Di Indonesia, perhatian akan peran pendidikan dalam pengembangan masyarakat, dimulai sekitar tahun 1900, saat Indonesia masih dijajah Belanda. Para pendukung politis etis di Negeri Belanda saat itu melihat adanya keterpurukan kehidupan orang Indonesia. Mereka mendesak agar pemerintah jajahan melakukan politik balas budi untuk memerangi ketidakadilan melalui edukasi, irigasi, dan emigrasi. Meskipun pada mulanya program pendidikan itu amat elitis, namun selanjut berjalan dengan baik, meluas dan meningkat ke arah yang makin populis sampai penyelenggaraan wajib belajar dewasa ini. Pelopor pendidikan pada saat itu antara lain: Van Deventer, R.A.Kartini, dan R..Dewi Sartika.
Teori-teori Sosiologi
1.      Teori Struktural Fungsional
Teori fungsional dan struktural adalah salah satu teori komunikasi yang masuk dalam kelompok teori umum atau general theories (Littlejohn, 1999). Ciri utama teori ini adalah adanya kepercayaan pandangan tentang berfungsinya secara nyata struktur yang berada diluar diri pengamat.
2.      Teori Konflik
Teori konflik adalah teori yang memandang bahwa perubahan sosial tidak terjadi melalui proses pe-nyesuaian nilai-nilai yang membawa perubahan, tetapi terjadi akibat adanya konflik yang menghasilkan kompromi- kompromi yang berbeda dengan kondisi semula. Teori ini didasarkan pada pemilikan sarana-sarana produksi sebagai unsur pokok pemisahan kelas dalam masyarakat.
3.      Teori Fenomenologi
Pendekatan fenomenologis berusaha untuk memahami makna peristiwa serta interaksi pada orang-orang biasa dalam situasi tertentu. Pendekatan ini menghendaki adanya sejumlah assumsi yang berlainan dengan cara yang digunakan untuk mendekati perilaku orang dengan maksud menemukan ‘fakta’  atau ‘penyebab’.
4.      Teori Interaksi Simbol
Titik tolak pemikiran interaksi simbolik berasumsi bahwa realitas sosial sebagai proses dan bukan sesuatu yang bersifat statis. Dalam hal ini masyarakat dipandang sebagai sebuah interaksi simbolik bagi individu-individu yang ada didalamnya.

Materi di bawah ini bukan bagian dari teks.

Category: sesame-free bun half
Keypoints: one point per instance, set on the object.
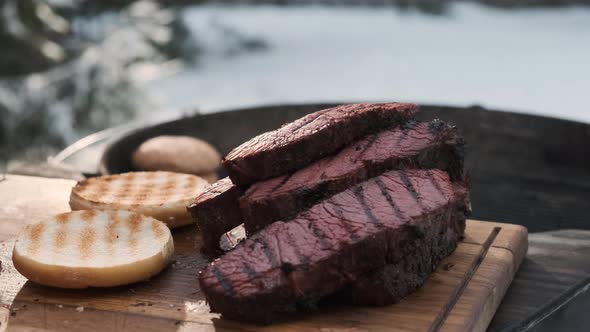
(162, 195)
(93, 248)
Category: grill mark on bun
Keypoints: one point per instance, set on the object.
(35, 233)
(112, 235)
(88, 215)
(63, 218)
(100, 189)
(157, 229)
(126, 185)
(143, 194)
(87, 238)
(60, 237)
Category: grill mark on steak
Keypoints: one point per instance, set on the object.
(345, 222)
(396, 210)
(249, 271)
(285, 179)
(435, 183)
(371, 140)
(370, 265)
(360, 196)
(272, 259)
(225, 284)
(406, 128)
(409, 186)
(293, 243)
(318, 234)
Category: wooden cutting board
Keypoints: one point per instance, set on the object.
(462, 295)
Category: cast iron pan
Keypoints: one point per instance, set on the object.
(527, 170)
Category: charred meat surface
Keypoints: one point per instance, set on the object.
(414, 145)
(310, 138)
(216, 211)
(289, 266)
(416, 261)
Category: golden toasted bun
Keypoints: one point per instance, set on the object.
(183, 154)
(92, 248)
(162, 195)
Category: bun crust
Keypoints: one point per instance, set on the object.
(92, 248)
(183, 154)
(162, 195)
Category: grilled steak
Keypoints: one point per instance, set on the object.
(416, 261)
(336, 243)
(416, 145)
(310, 138)
(216, 211)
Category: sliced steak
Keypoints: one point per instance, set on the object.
(310, 138)
(336, 243)
(416, 145)
(216, 211)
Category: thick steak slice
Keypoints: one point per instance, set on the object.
(416, 261)
(216, 211)
(291, 265)
(310, 138)
(415, 145)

C.      Pengertian Landasan Sosiologis Pendidikan
Individu adalah manusia perseorangan sebagai satu kesatuan yang tak dapat dibagi, unik, dan sebagai subjek otonom. Masyarakat di definisikan Ralph Linton sebagai “setiap kelompok manusia yang telah hidup dan bekerjasama cukup lama sehingga mereka dapat mengatur diri mereka sebagai satu kesatuan sosial dengan batas-batas yang dirumuskan dengan jelas”; sedangkan Selo Sumardjan mendefinisikan masyarakat sebagai “orang-orang yang hidup bersama, yang menghasilkan kebudayaan. Koentjaraningrat mendefinisikan kebudayaan sebagai “keseluruhan sistem gagasan, tindakan dan hasil karya manusia dalam rangka kehidupan masyarakat yang dijadikan milik diri manusia dengan belajar”.

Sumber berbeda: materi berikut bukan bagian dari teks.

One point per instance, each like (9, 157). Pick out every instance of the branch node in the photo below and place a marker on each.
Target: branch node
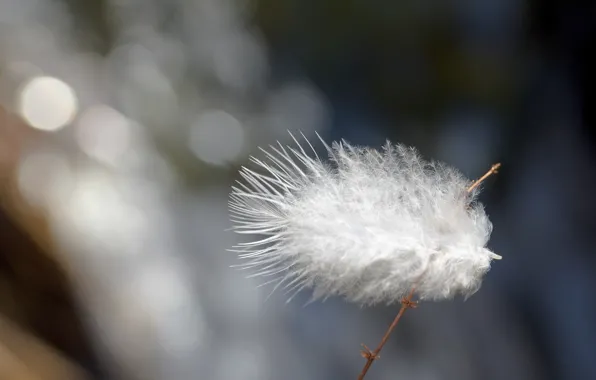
(369, 354)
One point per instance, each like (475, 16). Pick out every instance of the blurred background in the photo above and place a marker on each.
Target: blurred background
(123, 124)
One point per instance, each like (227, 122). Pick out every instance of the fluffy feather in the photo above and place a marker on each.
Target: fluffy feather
(368, 225)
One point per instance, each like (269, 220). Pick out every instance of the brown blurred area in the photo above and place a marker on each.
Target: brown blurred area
(41, 335)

Dalam masyarakat terdapat struktur sosial dan dalam struktur sosial tersebut setiap individu menduduki status dan peranan tertentu. Dalam rangka memenuhi kebutuhan atau untuk mencapai tujuannya, setiap indivdu maupun kelompok melakukan interaksi sosial, adapun dalam interaksi sosialnya mereka melakukan tindakan sosial.

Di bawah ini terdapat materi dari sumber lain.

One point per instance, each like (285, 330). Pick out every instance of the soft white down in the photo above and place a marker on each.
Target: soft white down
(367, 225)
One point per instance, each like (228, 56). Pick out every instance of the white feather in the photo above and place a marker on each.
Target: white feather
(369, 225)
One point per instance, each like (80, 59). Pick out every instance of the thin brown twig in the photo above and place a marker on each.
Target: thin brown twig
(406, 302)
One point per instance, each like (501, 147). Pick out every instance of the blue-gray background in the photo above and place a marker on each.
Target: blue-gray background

Tindakan sosial yang dilakukan individu hendaknya sesuai dengan status dan perananya yang mengacu pada sistem nilai dan norma yang berlaku di dalam masyarakat, atau secara umum harus sesuai dengan kebudayaan masyarakatnya. Masyarakat menuntut demikian agar terjadi conformity. Jika tidak demikian halnya, idividu akan dipandang melakukan penyimpangan tingkah laku terhadap nilai dan norma masyarakat (deviant behavior). Terhadap individu demikian masyarakat akan melakukan social controll.
Manusia hakikatnya adalah makhluk bermasyarakat dan berbudaya, dan masyarakat menuntut setiap individu mampu hidup demikian. Namun karena manusia tidak secara otomatis mampu hidup bermasyarakat dan berbudaya, maka masyarakat melakukan pendidikan atau sosialisi (socialization) dan atau enkulturasi (enculturation). Dengan demikian diharapkan setiap individu mampu hidup bermasyarakat dan berbudaya sehingga tidak terjadi penyimpangan tingkah laku terhadap sistem nilai dan norma masyarakat.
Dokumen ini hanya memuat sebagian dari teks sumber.